Hive read operation fails when stored as external table pointing to Elastic search location


(Vighnesh) #1

Hi,

I have 5.10.2 CDH Kerberos enabled 6 node Hadoop cluster and I have installed Elasticsearch 6.1.4 on Edge-node (Single node ES).
I am trying to to load data from hive to Elasticsearch and read it in hive.

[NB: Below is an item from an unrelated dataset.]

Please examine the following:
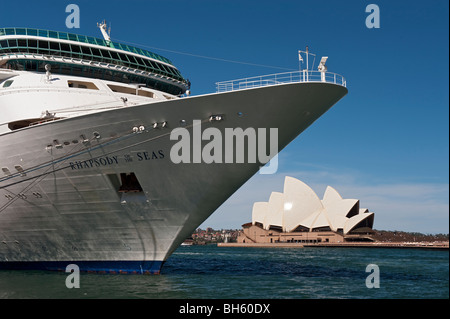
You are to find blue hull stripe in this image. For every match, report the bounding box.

for ex: I have a table customer (a managed hive table). I am creating an external table like below:
CREATE EXTERNAL TABLE customer_es(
cust_id string,
polcy_policy_num string,
prod_plan_cd string,
comp_cd int,
prod_nm string,
polcy_pol_status int,
rider_prm int,
gentype_cd string,
prm_pymt_mde_id int,
cust_occupation string,
marstatus_id string,
cust_no_of_dpnds int,
polcycov_cvrg_amt double,
custaddrs_add_line1 string,
custaddrs_add_line2 int,
custaddrs_add_line3 string,
city_cd string,
state_cd string,
zip_cd int,
tapestry_segment string,
propensity_score int,
rank1_product string,
rank2_product string,
rank3_product string,
rank4_product string,
rank5_product string,
hh_income int,
age int,
estimatedinforce_anp double,
propensity_threshold string)
ROW FORMAT SERDE 'org.elasticsearch.hadoop.hive.EsSerDe'
STORED BY 'org.elasticsearch.hadoop.hive.EsStorageHandler'
TBLPROPERTIES ('es.resource' = 'customer/custdata','es.nodes'='ab-edge-node1:9200','es.index.auto.create'='true','es.mapping.id'='cust_id');

Once this table is created, I will load the data from hive to ES as below:

insert overwrite table customer_es select * from customer ;

logs:

Query ID = hduser_20180501151212_1e2da089-7411-48fb-beb8-2498c043ef21
Total jobs = 1
Launching Job 1 out of 1
Number of reduce tasks is set to 0 since there's no reduce operator
Starting Job = job_1524755329957_0130, Tracking URL = http://ab-master-node2:8088/proxy/application_1524755329957_0130/
Kill Command = /usr/lib/hadoop/bin/hadoop job -kill job_1524755329957_0130
Hadoop job information for Stage-0: number of mappers: 1; number of reducers: 0
2018-05-01 15:12:33,113 Stage-0 map = 0%, reduce = 0%
2018-05-01 15:12:45,737 Stage-0 map = 100%, reduce = 0%, Cumulative CPU 1.88 sec
MapReduce Total cumulative CPU time: 1 seconds 880 msec
Ended Job = job_1524755329957_0130
MapReduce Jobs Launched:
Stage-Stage-0: Map: 1 Cumulative CPU: 1.88 sec HDFS Read: 12024 HDFS Write: 0 SUCCESS
Total MapReduce CPU Time Spent: 1 seconds 880 msec
OK
Time taken: 34.634 seconds

In the above log HDFS read i see some no. of bytes read, but write is zero. However when i curl to my elasticsearch node and see, a new index (customer) with data is created.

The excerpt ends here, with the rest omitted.